Una dura prigionia, almeno inizialmente: sarebbe stato più volte messo in una gabbia, al buio – secondo fonti citate dal New York Times. In particolare, le strettissime restrizioni sarebbero scattate in un paio di occasioni, in cui Bowe aveva cercato di scappare: la punizione, vivere per mesi come un cane, senza luce. Gli uomini della rete Haqqani «non sono balie», commenta uno dei funzionari contattati dal NyTimes. 

Adesso in ospedale lo chiamano sergente, ma a quanto pare lui non capisce: non sa delle due promozioni scattate mentre era detenuto in Afghanistan. Ha indossato nuovamente la sua uniforme a metà settimana scorsa, per la prima volta dopo i cinque anni di prigionia.
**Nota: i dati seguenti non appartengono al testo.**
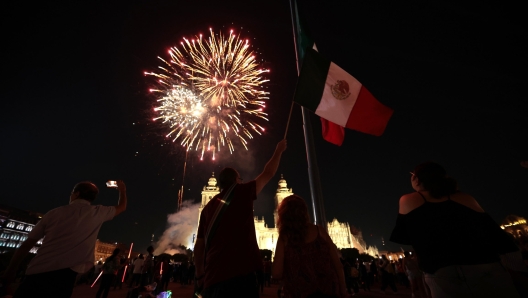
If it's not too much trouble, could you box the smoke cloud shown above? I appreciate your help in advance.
[154,201,200,255]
Chissà, però, se quando starà meglio, non dovrà affrontare addirittura la Corte Marziale: c’è già una petizione di oltre 10 mila firme, che ha chiesto alla Casa Bianca il giudizio militare.

Dai racconti dei commilitoni, sembra infatti che la sera del suo rapimento, Bergdahl avesse lasciato deliberatamente l’accampamento – l’Avamposto Mest Malak (qui le mappe), nella remota area tribale afghana al confine con il Pakistan. Avrebbe posato elmetto e fucile, con sé solo una bussola, forse – raccontano ancora i compagni – per arrivare a piedi fino in India (avrebbe confessato più volte questa sua intenzione in precedenza). Tanto che dalle notizie che filtrano su un’inchiesta condotta sul fante Bergdahl, quello di quel giugno non sarebbe stato il primo allontanamento. L’indagine interna è segretata con il codice AR15-6, ma la questione dilaga nel dibattito pubblico, tanto che qualche funzionario ben informato si è fatto uscire con i media americani, più di un rumor sulle 35 pagine del documento. E si scopre così, che l primo allontanamento ci sarebbe stato addirittura ai tempi dell’addestramento, da un poligono di tiro in California; poi arrivato in Afghanistan un’altra passeggiata (o forse più di una) non autorizzata fuori dal filo spinato della postazione.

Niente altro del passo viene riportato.